Securities Litigation Conference - Welcome by Tom Donohue

Release Date: 
February 16, 2006

AS PREPARED FOR DELIVERY

Securities Litigation Conferen
Welcoming Remarks by Tom Donohue

President and CEO, U.S. Chamber of Commerce
U.S. Chamber of Commerce

February 16, 2006

Thank you Lisa for that introduction. Good morning. I’m pleased to kick off today’s conference, which aims to take a long, hard look at how well America’s securities class action litigation system is working.

Ten years ago, Congress passed the Private Securities Litigation Reform Act (PSLRA), which eliminated many abuses in the securities litigation system.

Unfortunately, though, our members have been telling us that securities lawsuits are becoming an increasingly costly and burdensome thorn in their sides, making securities class action litigation a primary focus of the Chamber and the Institute for Legal Reform in the past year.

What really caught our attention though—and what I think would startle most people—is the incredible amount of money these cases are settling for. Since 2001, settlements have totaled in the billions of dollars and are increasing in size at an alarming rate.

I refer to settlements because very few, if any, of these cases actually go to trial. Companies feel coerced into settling due to the sheer dollar values of the claims against them and because they want to avoid the accompanying bad publicity of a trial, which would further damage stock values and in turn, generate more losses for their shareholders. For most of these businesses, it’s a no-win situation.

So what are we doing about it? Well first off, we’re investing in research conducted by the foremost experts in the field.

Last fall, we commissioned a study and research paper on the economics of securities class actions and their unintended consequences, the results of which are very interesting. This information is in your materials, but let me cover the highlights for you:

One of the most disconcerting findings is that small individual investors don’t fare very well under the system. We also learned that the mere filing of a securities class action suit leads to an immediate 3.5 percent decrease in a company’s stock value.

The impact of securities litigation extends well beyond investors and defendant companies. To shore up their stock price, many companies have to implement cost cutting measures and forgo capital investment.

Consider the cumulative effect of hundreds of defendant companies each year ratcheting down capital investment to compensate for losses: the result can be a significant blow to our national economy.

What’s more, our study found that plaintiffs’ lawyers make out very well financially in these settlements. This money, in turn, is used to finance additional suits.

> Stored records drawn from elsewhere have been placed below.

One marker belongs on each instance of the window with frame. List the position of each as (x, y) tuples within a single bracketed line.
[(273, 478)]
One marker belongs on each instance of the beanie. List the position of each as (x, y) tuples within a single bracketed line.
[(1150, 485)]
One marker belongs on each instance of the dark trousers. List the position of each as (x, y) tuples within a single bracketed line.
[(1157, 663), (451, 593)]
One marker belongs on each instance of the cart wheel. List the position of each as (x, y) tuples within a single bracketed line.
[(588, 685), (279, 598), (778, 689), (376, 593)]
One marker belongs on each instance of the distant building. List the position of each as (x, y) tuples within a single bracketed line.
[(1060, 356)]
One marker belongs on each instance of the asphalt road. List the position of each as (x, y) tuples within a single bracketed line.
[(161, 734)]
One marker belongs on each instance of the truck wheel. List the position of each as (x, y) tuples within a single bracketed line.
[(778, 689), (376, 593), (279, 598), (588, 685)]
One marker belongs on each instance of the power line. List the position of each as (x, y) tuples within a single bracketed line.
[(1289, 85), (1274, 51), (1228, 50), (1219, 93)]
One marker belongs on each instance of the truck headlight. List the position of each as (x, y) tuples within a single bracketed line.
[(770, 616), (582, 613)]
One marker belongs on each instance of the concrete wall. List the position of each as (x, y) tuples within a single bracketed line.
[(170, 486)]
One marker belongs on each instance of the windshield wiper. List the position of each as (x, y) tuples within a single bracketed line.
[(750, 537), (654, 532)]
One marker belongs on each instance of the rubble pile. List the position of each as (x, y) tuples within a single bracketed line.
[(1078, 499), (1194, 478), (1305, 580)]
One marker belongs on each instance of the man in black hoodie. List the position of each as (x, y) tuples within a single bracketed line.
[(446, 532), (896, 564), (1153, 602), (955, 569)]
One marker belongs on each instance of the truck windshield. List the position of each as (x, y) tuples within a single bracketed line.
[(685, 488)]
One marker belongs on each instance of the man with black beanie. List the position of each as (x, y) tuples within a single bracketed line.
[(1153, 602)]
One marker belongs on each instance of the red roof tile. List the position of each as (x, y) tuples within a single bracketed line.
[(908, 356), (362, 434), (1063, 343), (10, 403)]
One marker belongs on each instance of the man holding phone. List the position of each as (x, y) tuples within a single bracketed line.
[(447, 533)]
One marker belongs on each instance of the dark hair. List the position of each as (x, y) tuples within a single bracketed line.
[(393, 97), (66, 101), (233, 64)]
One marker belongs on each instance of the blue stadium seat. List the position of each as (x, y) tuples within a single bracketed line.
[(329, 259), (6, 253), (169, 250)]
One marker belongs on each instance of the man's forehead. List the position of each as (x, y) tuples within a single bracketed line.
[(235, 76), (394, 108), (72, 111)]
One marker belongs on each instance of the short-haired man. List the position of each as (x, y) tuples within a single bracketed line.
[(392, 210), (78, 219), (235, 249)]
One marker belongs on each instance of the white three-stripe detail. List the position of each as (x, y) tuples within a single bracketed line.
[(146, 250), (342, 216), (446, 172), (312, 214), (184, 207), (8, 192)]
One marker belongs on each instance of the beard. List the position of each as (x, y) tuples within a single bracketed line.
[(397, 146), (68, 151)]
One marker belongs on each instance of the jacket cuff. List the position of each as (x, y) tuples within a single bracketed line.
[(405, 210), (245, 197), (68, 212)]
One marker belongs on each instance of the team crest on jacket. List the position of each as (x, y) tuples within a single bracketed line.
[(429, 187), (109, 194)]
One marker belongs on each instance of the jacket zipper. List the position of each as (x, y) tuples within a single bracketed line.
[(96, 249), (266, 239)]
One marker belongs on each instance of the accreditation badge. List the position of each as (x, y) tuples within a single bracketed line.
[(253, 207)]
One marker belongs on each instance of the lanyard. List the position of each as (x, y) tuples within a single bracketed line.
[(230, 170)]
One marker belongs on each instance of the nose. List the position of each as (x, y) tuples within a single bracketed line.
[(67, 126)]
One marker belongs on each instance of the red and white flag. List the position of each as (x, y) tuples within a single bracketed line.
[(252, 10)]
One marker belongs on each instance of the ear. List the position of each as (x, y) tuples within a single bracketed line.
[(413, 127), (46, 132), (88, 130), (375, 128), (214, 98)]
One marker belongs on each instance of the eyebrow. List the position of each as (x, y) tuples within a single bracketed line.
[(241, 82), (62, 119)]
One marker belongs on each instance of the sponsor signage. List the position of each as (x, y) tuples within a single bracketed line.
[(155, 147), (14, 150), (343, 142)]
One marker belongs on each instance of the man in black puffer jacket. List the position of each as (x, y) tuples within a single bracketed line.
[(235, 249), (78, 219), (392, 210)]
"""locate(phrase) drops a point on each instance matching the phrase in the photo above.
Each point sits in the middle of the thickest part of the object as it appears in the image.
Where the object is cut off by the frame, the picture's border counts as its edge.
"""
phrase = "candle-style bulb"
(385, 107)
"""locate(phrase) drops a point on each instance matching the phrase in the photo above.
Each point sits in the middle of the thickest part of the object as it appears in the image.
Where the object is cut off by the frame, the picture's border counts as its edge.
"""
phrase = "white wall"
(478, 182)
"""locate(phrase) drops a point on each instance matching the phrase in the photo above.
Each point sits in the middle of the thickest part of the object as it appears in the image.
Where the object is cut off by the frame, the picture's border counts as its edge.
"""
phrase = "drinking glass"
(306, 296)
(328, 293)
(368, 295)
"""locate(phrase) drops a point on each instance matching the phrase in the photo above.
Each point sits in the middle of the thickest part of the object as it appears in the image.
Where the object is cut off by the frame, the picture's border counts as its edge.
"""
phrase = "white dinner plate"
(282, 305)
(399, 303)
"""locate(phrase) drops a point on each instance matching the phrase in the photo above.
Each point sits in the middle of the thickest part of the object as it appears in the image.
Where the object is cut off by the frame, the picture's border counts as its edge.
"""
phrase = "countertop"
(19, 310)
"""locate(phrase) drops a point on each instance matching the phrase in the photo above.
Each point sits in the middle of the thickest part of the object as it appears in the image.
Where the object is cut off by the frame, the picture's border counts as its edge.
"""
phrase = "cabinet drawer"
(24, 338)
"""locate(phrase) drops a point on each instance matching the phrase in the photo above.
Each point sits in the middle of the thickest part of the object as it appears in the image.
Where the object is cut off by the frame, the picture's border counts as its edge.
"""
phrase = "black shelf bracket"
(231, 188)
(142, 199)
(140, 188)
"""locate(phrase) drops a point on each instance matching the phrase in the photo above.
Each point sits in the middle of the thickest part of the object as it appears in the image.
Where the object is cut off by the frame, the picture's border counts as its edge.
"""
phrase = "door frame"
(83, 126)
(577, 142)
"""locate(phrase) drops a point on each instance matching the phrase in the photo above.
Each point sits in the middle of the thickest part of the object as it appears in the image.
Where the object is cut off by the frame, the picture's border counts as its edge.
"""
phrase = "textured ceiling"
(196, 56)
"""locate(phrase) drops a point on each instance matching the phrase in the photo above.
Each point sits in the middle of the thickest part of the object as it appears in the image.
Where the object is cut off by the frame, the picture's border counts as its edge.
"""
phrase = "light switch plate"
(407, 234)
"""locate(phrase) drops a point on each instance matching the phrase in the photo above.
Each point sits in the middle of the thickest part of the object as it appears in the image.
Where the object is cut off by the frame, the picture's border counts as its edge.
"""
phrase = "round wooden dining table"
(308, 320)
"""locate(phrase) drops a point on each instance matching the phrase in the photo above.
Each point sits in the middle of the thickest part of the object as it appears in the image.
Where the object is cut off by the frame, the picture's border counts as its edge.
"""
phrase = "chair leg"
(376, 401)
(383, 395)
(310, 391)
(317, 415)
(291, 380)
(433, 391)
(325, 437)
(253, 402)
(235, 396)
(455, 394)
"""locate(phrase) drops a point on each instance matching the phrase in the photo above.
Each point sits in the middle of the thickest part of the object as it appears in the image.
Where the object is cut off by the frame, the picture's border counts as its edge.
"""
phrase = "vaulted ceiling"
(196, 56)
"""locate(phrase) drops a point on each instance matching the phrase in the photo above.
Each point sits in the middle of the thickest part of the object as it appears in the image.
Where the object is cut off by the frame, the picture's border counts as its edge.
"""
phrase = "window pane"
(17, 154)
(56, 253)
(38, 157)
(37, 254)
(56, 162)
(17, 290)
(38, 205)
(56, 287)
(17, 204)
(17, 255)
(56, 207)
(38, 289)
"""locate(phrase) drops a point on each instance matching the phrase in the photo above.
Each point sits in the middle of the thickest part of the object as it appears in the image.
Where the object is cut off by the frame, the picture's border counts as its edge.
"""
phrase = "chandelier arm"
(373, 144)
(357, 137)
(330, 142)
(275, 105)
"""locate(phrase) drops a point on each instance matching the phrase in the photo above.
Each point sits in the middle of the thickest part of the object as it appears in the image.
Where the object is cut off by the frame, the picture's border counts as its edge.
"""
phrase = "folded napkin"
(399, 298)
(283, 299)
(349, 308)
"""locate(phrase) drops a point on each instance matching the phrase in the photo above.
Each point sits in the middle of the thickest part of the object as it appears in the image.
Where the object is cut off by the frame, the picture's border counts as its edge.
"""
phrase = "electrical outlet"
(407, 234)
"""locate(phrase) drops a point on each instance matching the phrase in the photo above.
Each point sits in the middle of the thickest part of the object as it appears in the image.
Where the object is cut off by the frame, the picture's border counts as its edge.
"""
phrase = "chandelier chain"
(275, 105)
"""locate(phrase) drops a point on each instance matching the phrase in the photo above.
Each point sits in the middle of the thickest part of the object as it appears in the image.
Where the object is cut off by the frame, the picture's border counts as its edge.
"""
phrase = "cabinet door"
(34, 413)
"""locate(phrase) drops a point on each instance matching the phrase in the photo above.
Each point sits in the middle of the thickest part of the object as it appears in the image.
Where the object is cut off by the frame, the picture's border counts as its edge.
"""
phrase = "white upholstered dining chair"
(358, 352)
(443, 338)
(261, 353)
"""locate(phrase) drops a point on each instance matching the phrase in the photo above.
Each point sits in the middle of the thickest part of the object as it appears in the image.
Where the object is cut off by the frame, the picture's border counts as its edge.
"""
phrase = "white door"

For the plaintiffs’ bar, shareholder class actions are a cash cow the likes of which you can’t begin to imagine.

For example, our study showed that between December 1995 and August 2005, Milberg Weiss alone helped generate $1.7 billion in legal fees and expenses as lead or co-lead counsel in 43 percent of the 755 securities class actions that we looked at.

Clearly, these numbers got our attention, and we began to wonder whether these cases were warranted, particularly in light of the enhanced enforcement environment that has come about in recent years and the potentially harmful effect these cases could have on the economy.

Skeptics will likely say that we just want to make it harder for plaintiffs to file shareholder suits. Really what we would like to see is a system that works to the maximum benefit of shareholders, especially small individual investors, without doing unwarranted harm to companies and the U.S. economy.

To get the discussion underway, it’s now my pleasure to introduce Senator Chris Dodd from Connecticut. Now in his fifth term in office, he has built a reputation as a bipartisan leader in the Senate.

Senator Dodd has been a champion for legal reform legislation. He was a key ally in the five-year fight to pass the Class Action Fairness Act, and the entire Chamber federation is grateful for his commitment to that much-needed legislation.

In sum, he’s the “go-to” guy whenever you want to get something done in the Senate.  

The reason we have invited Senator Dodd to join us today is because he was the chief Democratic architect of the Private Securities Litigation Reform Act, which became law over a presidential veto. Indeed he led the effort to override President Clinton’s veto while he was chair of the Democratic Party. 

We have asked him to share his insights on that critical piece of legislation and his thoughts on the current private securities litigation environment.

Please join me in welcoming Senator Chris Dodd.